I&#x27;m wondering if anyone can share their experience with setting up a development environment after starting at a new company.<p>The reason for this is, that I&#x27;m trying to make it as easy as possible for new people starting at our company and am wondering how other people solved this problem.<p>Thanks!
======
stephenr
While tools like vagrant, editorconfig, scripts etc can help - my suggestion
above all else would be to _document_ your standard environment.
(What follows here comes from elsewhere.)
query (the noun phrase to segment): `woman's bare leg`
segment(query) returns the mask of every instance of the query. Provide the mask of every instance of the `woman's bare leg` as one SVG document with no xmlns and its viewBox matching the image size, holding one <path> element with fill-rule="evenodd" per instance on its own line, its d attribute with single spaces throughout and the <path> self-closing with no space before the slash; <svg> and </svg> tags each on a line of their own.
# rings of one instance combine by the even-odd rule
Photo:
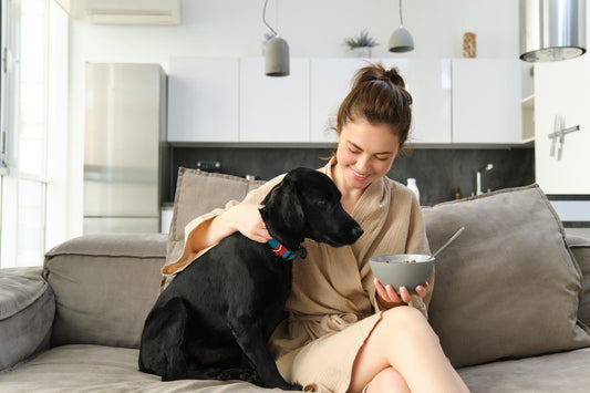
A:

If a tool doesn't work but you know what it was trying to achieve you can
usually get there manually. If you don't know what it was trying to do, you're
pretty much fucked.

------
twunde
1\. As stephenr says, create a document/checklist. This should include steps
on how to set up db access, vm access, installing common tools (like XCode for
Mac), etc. If there are standard HR procedures like setting up direct deposit,
instructions on how to do that too. Machine set up can be automated using
tools like Boxen.

2\. Provide application documentation and an intro to your company and
industry domain knowledge. This should be part doc and part talk.

3\. Assign someone to be their guide for two weeks. This person should be
responsible for the small things like guiding them through application
patterns, odd questions etc.

Above all, do your best to get your new hire in the code and working even if
it's just bug fixing the first week.

Keep in mind that onboarding will have to continue to evolve as your company
scales. What worked 3 hires ago, may need to be tweaked now

------
afrancis
As many already suggested, having documentation and a "chaperone" are a great
start. On the technical front, found Docker to be a god-send for painlessly
giving a new employee their own copy of the production environment.